Земля, земля... Она истоптана, изрыта войной — ее и не узнать. Но те деревья, что уцелели, меняли свой зеленый убор на багрец и золото, демонстрируя этим нерушимость законов жизни и смерти. Вот и клен, зеленевший перед окном, запылал рыжим пламенем, а потом искры этого пламени осыпались — и клен теперь стоит без листьев, и ветви его удивительно напоминают раскинутые в стороны человеческие руки.
А Наума все нет и нет...
Каждый день они с Ниной ходят на работу. Теперь Вера попривыкла, освоилась, и ей легче. Главное, она поняла, как надо работать на них, на завоевателей. Через день на ее долю выпадает «хозяйничать» — получать на двоих четыреста граммов хлеба, тайком от Нины, которая противится этому, выменивать харчи на свои платья. Когда хозяйничает Вера, ее подружка помогает профессору в его «частной клинике», как официально теперь зовется то, что раньше было просто квартирой. Часто Нина приносит от профессора то картошку, то немного крупы, то банку консервов. Нередко докторша задерживается допоздна, Вера беспокоится, не находит себе места и встречает подружку упреками. А та лишь посмеивается и извиняющимся тоном говорит, что много работы и что это не так опасно, как кажется,— до профессора рукой подать. Обычно кончается тем, что Нина «торжественно обещает» приходить аккуратно и... всякий раз нарушает клятву.

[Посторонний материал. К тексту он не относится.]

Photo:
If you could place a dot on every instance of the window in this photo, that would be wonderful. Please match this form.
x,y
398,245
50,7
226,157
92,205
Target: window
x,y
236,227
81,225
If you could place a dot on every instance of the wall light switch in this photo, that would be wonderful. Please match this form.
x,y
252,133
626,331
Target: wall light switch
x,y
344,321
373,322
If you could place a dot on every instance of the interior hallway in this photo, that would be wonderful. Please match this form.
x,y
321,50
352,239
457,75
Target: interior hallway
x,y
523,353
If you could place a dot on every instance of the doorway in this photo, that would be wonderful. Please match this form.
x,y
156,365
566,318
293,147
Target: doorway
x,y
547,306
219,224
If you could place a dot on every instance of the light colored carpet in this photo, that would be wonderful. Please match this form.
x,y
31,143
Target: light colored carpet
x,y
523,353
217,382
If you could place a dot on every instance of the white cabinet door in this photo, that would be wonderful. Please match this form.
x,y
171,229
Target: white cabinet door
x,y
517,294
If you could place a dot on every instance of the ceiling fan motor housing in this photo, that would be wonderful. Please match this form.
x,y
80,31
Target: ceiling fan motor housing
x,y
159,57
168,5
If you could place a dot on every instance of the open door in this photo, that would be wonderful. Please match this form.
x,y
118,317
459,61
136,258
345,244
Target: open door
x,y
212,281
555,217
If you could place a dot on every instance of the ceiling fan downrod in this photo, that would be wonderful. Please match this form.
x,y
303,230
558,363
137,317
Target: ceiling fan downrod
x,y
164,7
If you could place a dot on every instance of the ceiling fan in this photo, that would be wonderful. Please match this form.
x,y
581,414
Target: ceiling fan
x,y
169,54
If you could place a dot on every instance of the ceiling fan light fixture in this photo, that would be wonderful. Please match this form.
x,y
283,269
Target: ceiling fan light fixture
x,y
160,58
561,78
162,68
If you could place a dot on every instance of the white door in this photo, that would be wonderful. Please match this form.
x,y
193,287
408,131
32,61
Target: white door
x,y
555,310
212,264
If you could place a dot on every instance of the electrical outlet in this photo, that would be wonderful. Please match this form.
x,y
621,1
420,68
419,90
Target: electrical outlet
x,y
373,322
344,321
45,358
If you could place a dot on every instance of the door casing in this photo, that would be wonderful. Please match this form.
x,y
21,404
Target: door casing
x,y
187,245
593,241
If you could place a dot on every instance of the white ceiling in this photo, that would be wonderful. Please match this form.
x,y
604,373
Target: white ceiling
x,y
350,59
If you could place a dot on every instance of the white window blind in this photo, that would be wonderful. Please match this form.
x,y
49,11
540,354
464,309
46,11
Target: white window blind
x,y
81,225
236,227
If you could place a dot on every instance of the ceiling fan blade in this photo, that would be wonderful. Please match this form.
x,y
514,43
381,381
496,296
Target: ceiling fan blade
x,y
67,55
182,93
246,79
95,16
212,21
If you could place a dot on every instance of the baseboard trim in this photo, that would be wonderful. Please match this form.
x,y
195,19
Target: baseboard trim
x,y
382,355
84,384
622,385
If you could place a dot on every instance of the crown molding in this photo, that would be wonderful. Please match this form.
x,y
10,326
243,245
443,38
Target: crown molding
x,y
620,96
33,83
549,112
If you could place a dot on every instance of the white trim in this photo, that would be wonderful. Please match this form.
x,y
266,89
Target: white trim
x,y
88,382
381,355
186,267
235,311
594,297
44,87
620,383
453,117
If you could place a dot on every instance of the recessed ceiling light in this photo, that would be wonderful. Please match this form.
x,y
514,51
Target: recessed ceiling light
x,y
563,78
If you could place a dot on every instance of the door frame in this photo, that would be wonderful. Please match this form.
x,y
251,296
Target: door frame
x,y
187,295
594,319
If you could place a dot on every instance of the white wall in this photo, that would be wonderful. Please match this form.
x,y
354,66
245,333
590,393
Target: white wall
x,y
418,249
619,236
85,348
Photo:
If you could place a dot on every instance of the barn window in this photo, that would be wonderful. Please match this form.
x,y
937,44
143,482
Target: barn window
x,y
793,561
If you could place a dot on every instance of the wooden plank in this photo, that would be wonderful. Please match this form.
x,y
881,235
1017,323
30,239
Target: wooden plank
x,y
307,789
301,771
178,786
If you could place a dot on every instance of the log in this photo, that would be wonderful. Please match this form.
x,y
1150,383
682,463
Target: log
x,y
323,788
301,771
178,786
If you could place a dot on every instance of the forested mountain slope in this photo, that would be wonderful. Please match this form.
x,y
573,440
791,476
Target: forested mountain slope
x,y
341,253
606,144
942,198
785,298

Иногда Веру берет досада — никак не может жить без того, чтобы кто-то был рядом и не опекал ее. Виноват в том, безусловно, Наум, который, казалось, мог читать ее мысли и угадывать ее малейшие желания. Теперь Нина и квартира были для Веры единственной утехой после долгого дня нудной работы, после грубостей фашистской солдатни, непривычных хлопот на рынке, где орудовали наглые спекулянты, не знавшие ни чести, ни совести. Квартира и в ней спокойно-приветливая женщина — это был оазис надежды в страшной пустыне унижения, отчаяния и бессилия.
Однажды Нина вернулась домой раньше обычного. Немудреный ужин, который готовила Вера, еще не сварился. Вера по этой причине забеспокоилась, а Нина подошла к ней и поцеловала ее в лоб, уверяя, что совеем не хочет есть и подождет.